The party was really great, the teens and parents and elders all ate hot dogs and sipped beverages and talked up a storm with people they’d never met before. Even the mosquitoes were benevolent. We’re ready to do it again.
A friend suggested that the only way to deal with the maddening absurdities of the present Administration is to ignore it, or at least its tweety-bird eructations. And truly, we may be wasting a lot of creative energy crafting ever-more-brilliant insults for our Commander-in-Chief. It’s a new literary genre. We surely live in interesting times, when a slug achieves mythic dimension. See, there I go…
Quite true that we should pay more attention to the actions of the man than to his haircut. No one has quite achieved the Shakespearean heights of insult—“a lily-livered action-taking glass-gazing superserviceable finickal rogue … and the son and heir of a mongrel bitch!” And giving someone the finger offers scant spiritual relief and undermines one’s own desire to be taken seriously. Still, as an actor, I’d have a hard time just focusing on the truth of my character’s inner life while ignoring the elephant squatting in the second row.
The human mind—mine anyway—acts like a vacuum.
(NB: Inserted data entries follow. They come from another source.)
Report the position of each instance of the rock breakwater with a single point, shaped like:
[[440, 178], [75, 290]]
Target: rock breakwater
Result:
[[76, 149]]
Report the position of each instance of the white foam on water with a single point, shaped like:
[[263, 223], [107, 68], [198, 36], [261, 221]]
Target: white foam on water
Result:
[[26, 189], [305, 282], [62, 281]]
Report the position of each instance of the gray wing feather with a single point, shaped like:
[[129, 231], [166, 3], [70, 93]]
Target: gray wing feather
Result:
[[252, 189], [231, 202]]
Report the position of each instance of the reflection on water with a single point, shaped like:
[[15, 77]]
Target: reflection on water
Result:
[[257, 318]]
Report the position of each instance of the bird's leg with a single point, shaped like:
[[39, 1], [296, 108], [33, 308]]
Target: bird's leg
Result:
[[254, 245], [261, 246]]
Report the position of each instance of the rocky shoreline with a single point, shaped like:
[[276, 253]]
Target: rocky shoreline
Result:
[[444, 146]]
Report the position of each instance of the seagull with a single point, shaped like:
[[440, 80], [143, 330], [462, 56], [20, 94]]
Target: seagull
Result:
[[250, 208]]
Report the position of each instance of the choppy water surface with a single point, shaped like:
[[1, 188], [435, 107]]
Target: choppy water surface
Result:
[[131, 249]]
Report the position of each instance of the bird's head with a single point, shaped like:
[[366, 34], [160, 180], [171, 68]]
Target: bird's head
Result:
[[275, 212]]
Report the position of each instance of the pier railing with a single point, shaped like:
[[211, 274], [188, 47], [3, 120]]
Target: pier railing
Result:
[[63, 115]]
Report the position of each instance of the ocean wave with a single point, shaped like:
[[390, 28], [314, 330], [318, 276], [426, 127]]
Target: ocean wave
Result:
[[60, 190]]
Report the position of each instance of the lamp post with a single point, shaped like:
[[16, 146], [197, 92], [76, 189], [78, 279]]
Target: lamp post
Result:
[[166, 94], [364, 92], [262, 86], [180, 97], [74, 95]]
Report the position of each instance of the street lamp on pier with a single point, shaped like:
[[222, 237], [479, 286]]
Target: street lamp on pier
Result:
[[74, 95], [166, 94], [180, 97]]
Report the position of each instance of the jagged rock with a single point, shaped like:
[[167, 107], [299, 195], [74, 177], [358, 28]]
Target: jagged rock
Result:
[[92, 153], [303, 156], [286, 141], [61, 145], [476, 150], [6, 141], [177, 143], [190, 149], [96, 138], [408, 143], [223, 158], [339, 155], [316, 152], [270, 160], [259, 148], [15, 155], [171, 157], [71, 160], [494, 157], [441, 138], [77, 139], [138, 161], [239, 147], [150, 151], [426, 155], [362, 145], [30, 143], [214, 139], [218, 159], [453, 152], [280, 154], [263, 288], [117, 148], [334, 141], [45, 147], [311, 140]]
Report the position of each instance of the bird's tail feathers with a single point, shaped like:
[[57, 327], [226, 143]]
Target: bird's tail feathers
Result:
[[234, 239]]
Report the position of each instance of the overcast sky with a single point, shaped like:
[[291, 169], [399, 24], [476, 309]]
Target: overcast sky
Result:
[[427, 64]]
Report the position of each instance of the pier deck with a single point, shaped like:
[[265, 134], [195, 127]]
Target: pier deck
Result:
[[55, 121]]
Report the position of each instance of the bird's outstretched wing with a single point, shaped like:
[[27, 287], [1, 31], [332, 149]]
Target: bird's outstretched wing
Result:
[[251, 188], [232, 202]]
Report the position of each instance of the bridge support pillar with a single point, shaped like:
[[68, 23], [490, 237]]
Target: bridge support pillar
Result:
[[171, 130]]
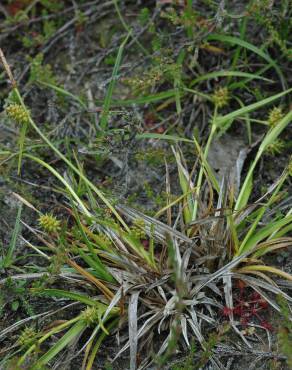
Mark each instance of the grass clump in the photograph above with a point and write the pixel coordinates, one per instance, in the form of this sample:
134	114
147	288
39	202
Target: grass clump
176	275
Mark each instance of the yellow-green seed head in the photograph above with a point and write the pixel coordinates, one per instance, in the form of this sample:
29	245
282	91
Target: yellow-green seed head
18	113
275	115
90	315
276	147
221	97
138	228
49	223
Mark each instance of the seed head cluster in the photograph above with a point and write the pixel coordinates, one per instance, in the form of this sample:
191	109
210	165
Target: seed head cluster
275	115
49	223
18	113
221	97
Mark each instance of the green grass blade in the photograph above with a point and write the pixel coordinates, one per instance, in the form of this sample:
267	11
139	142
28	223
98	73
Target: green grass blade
64	92
61	344
109	94
264	233
59	293
270	137
217	74
244	44
9	256
249	108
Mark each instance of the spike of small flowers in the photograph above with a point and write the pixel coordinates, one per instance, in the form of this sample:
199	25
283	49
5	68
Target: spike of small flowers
90	315
18	113
275	115
49	223
221	97
276	147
Its emptiness sucks in whatever’s available. So if I want to clear my head from toxic substances, I have to fill it with something of equal weight and equally loud. The first thing, upon waking, that entered my mind was a duck.
The challenge was that I know almost nothing about ducks. They have a bill, web feet; they float, fly and waddle. They come in different makes. That’s hardly enough to deflect my brain from focus on our vehement stagger toward war with North Korea.
Still, my odd wake-up may be a wake-up call. I need to know more about ducks. I skipped high school biology, but I might skim Wikipedia and then graduate to countless duck videos, and there’s likely a TED talk on ducks. There may be great healing power there. And if I need a mild shot of absurdity, there’s always Daffy and … omigod!